The Attempt at a Solution

for (f+g)(x) I use the common denominator by multiplying each side by (x-2)^1/2/(x-2)^1/2 and (5x² +3/5x² +3) respectively.

I end up with a whole mess that I am unable to rearrange into anything useful, the (x-2)^1/2 completely throws me off my game.

Any ideas?

 

[ArcanaNoir]

$$\frac{\sqrt{x-2}}{(\sqrt{x-2})(5x^2+3)}+\frac{5x^2+3}{(\sqrt{x-2})(5x^2+3)}=$$
$$\frac{(\sqrt{x-2})+(5x^2+3)}{(\sqrt{x-2})(5x^2+3)}$$
Isn't that what it is?

 

[Kohe]

Same answer as me, I guess we can't be both wrong.

How about (f x g)(x)?

 

[eumyang]

Why don't you show us, and then we'll let you know if it is correct.

 

[Kohe]

$$\frac{\sqrt{x-2}}{(\sqrt{x-2})(5x^2+3)}+\frac{5x^2+3}{(\sqrt{x-2})(5x^2+3)}=$$
$$\frac{(\sqrt{x-2})+(5x^2+3)}{(\sqrt{x-2})(5x^2+3)}$$
Isn't that what it is?

Thanks for the help, for some reason I thought I could further simplify that.

So for (f x g)(x)

It'd be

1/(5x²+3) x 1/(x-2)^1/2=

1/(5x²)*(x-2)^1/2 + 1/3((x-2)^1/2

That's where my problem lies, I have forgotten how to deal with the root of x-2 when trying to simplify this further. Also, as I'm new to the site, could one of you point me to the equation editor you guys use in your posts? It makes everything look a lot neater and easier to understand.

 

[eumyang]

So for (f x g)(x)

It'd be

1/(5x²+3) x 1/(x-2)^1/2=

1/(5x²)*(x-2)^1/2 + 1/3((x-2)^1/2

You don't need to do that last step. What you had previous to that is sufficient:
$$\frac{1}{\sqrt{x - 2}(5x^2 + 3)}$$

 

[ArcanaNoir]

Also, as I'm new to the site, could one of you point me to the equation editor you guys use in your posts? It makes everything look a lot neater and easier to understand.

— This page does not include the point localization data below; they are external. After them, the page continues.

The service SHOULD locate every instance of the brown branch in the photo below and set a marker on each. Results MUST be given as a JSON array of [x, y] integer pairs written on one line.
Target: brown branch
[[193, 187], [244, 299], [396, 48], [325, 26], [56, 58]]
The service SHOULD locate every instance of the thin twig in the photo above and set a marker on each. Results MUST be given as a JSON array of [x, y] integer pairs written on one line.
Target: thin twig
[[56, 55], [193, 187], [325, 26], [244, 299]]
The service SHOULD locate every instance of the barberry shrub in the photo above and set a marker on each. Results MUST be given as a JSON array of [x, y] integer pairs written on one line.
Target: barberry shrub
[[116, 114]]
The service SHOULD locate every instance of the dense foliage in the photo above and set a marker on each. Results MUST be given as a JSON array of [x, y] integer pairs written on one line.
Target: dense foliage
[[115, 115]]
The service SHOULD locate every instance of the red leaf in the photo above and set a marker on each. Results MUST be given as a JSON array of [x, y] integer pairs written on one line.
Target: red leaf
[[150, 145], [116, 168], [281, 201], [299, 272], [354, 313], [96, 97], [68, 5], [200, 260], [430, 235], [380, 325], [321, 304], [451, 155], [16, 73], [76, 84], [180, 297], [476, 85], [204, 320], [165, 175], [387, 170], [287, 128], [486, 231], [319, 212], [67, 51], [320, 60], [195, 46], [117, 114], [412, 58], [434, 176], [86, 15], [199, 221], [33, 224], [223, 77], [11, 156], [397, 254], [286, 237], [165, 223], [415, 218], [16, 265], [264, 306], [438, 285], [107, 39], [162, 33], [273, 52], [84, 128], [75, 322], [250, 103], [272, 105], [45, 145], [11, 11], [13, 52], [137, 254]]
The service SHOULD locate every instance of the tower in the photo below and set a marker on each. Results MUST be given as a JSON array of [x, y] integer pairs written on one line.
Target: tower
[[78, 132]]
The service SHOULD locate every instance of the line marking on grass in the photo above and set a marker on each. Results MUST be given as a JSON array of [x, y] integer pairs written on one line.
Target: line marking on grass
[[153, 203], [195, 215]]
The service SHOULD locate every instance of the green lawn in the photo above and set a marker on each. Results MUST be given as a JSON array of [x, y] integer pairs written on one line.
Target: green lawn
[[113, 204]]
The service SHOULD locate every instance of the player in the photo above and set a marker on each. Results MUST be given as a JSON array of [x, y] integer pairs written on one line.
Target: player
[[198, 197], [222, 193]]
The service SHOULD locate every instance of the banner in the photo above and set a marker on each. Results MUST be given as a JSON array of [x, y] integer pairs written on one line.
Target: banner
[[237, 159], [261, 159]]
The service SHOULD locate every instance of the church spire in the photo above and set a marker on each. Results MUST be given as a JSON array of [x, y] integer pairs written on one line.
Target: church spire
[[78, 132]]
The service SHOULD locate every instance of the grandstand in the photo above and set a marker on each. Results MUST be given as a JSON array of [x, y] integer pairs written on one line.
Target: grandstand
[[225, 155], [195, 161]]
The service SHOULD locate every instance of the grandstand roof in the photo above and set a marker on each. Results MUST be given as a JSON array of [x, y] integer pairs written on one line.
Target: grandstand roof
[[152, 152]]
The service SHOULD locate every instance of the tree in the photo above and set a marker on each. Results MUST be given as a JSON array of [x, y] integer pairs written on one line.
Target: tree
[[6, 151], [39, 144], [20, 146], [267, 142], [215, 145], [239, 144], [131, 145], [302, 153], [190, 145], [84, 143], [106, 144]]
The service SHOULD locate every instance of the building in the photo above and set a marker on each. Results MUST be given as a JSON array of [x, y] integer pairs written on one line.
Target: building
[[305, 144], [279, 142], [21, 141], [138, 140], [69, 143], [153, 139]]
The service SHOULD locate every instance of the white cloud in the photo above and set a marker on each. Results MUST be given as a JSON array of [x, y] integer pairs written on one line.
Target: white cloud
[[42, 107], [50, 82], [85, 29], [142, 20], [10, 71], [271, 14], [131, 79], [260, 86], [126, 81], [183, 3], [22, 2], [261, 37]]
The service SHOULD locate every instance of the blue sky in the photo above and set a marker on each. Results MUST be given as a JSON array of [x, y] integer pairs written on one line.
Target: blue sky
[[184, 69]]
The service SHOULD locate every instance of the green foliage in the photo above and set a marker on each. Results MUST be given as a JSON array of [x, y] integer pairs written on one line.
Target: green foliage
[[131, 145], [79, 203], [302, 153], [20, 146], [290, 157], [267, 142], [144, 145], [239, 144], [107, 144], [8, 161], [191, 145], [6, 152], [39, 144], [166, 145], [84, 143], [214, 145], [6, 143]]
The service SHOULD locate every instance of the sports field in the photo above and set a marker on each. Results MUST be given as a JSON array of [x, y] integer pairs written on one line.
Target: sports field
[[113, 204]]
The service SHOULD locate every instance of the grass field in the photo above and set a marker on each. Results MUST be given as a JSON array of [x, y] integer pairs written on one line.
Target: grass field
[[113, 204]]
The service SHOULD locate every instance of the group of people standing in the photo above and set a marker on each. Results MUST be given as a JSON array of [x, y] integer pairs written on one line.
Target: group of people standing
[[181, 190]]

We type it using Latex. You should be able to see the original text if you hover or right click I think. You start with [ tex ] (without the spaces) and end with [/ tex] use itex if you want the equations to appear in line with regular text.

 

[Kohe]

You guys have been great help, thank you all very much. I'll try to contribute towards answers as well once I get back in gear!